La movida se da en la antesala del informe de gestión que el jefe de Gabinete brindará el próximo 29 de abril en la Cámara de Diputados, una instancia que estará atravesada por cuestionamientos sobre su situación patrimonial.
Según datos que manejan en La Libertad Avanza, más de 50 legisladores no presentaron en tiempo y forma sus declaraciones juradas correspondientes a 2024, pese a que el plazo venció en julio de 2025. El número representa cerca del 22% del total de la Cámara.
Desde el oficialismo buscan instalar esos incumplimientos como parte de una defensa indirecta de Manuel Adorni, en un intento por relativizar las críticas y repartir costos dentro del sistema político.
El argumento es claro: mientras el foco está puesto en el patrimonio del jefe de Gabinete, hay legisladores que tampoco cumplen con obligaciones básicas establecidas por la ley de Ética Pública.
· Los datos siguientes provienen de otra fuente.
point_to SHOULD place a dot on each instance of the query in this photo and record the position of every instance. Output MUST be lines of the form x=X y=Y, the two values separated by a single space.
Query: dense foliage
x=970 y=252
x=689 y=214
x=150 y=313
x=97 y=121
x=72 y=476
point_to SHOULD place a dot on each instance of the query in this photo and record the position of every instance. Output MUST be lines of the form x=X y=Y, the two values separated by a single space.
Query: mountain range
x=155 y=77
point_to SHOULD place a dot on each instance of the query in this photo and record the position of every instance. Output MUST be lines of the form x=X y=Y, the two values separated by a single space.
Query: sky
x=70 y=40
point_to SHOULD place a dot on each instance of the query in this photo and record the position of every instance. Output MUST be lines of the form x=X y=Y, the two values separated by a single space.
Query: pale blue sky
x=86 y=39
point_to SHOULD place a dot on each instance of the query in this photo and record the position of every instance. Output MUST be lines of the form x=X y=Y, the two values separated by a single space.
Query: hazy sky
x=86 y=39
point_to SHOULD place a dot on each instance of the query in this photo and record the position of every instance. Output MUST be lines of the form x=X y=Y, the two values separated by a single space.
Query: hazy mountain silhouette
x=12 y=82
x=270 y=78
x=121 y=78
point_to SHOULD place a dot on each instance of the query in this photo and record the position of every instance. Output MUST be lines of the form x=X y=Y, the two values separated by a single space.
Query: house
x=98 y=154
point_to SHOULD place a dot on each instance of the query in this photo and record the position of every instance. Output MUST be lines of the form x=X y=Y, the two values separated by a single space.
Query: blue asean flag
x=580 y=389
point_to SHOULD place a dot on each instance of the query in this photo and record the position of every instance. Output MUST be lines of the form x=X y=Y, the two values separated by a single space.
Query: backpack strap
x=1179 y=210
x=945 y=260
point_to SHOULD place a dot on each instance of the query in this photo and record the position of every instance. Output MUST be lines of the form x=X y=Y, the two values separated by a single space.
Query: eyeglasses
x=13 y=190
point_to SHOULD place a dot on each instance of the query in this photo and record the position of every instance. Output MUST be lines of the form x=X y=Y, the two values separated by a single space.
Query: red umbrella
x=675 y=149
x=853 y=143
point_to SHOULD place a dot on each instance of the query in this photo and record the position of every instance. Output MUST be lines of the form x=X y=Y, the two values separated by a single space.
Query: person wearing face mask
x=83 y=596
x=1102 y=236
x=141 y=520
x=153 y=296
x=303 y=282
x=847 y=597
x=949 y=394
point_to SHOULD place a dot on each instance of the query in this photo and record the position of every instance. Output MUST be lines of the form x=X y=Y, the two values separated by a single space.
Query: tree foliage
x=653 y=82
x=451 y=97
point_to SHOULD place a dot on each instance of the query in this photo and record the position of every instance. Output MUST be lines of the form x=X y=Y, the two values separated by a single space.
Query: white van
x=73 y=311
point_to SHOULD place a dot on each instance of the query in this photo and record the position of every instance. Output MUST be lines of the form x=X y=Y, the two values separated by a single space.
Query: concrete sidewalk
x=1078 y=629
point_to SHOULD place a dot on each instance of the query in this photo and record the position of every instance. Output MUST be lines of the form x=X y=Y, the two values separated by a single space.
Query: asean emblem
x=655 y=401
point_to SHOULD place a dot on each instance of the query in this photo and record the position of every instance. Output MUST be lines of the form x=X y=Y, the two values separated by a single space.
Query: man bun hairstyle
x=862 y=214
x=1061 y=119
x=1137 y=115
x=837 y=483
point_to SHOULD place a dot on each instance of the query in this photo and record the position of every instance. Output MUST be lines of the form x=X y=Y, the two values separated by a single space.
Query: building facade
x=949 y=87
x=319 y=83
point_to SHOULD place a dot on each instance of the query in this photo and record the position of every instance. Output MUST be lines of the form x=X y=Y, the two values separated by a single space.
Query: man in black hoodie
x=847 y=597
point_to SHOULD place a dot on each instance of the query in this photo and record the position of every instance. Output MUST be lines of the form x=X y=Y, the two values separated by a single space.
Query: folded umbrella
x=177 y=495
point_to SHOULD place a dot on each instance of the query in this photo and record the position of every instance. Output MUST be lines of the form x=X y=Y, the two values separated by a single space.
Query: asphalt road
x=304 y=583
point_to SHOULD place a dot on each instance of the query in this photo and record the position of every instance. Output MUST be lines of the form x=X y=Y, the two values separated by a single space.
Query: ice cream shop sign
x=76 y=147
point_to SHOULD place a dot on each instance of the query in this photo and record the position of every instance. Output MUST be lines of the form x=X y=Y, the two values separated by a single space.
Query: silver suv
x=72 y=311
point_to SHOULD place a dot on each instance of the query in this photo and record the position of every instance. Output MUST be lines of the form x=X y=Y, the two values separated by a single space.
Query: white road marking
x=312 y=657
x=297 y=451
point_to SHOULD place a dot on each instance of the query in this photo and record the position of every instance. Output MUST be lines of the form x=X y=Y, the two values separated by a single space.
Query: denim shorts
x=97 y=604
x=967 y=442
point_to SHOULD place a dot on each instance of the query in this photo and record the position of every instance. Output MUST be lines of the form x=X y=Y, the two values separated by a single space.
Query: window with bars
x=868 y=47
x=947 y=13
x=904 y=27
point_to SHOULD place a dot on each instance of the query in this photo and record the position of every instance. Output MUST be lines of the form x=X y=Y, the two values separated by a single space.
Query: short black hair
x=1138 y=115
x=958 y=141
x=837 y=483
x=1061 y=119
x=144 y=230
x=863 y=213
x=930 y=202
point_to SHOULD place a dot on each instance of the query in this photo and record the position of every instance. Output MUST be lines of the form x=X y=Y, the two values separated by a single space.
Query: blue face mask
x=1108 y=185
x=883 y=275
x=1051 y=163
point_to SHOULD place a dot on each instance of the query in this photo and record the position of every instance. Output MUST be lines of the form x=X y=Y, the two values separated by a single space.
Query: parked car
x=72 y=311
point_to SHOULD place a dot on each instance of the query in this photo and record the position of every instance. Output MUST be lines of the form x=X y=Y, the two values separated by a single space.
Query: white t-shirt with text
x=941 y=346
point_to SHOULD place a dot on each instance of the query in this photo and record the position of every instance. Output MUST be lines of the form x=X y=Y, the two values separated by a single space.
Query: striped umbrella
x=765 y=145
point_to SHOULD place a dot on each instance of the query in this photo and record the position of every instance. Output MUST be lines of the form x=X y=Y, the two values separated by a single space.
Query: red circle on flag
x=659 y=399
La normativa exige que todos los funcionarios presenten sus declaraciones al inicio de su mandato, de manera anual y al finalizar sus funciones. En ese sentido, remarcan que el nivel de cumplimiento inicial supera el 90%, pero cae cuando se trata de actualizaciones periódicas.
El presidente de la Cámara baja, Martín Menem, ya anticipó el clima que se espera para la sesión. “Va a ser picante, compren pochoclos”, lanzó, en una señal del nivel de confrontación que se prevé en el recinto.
En ese escenario, el oficialismo intenta evitar que el debate quede monopolizado por la situación judicial de Adorni. La revisión de las declaraciones juradas aparece como una herramienta política para correr el eje y exponer inconsistencias en la oposición.
La sesión del 29 no solo será un informe de gestión. Todo indica que se convertirá en un nuevo capítulo de la disputa política, donde el Gobierno buscará defender a uno de sus funcionarios más cuestionados sin ceder terreno en la discusión pública.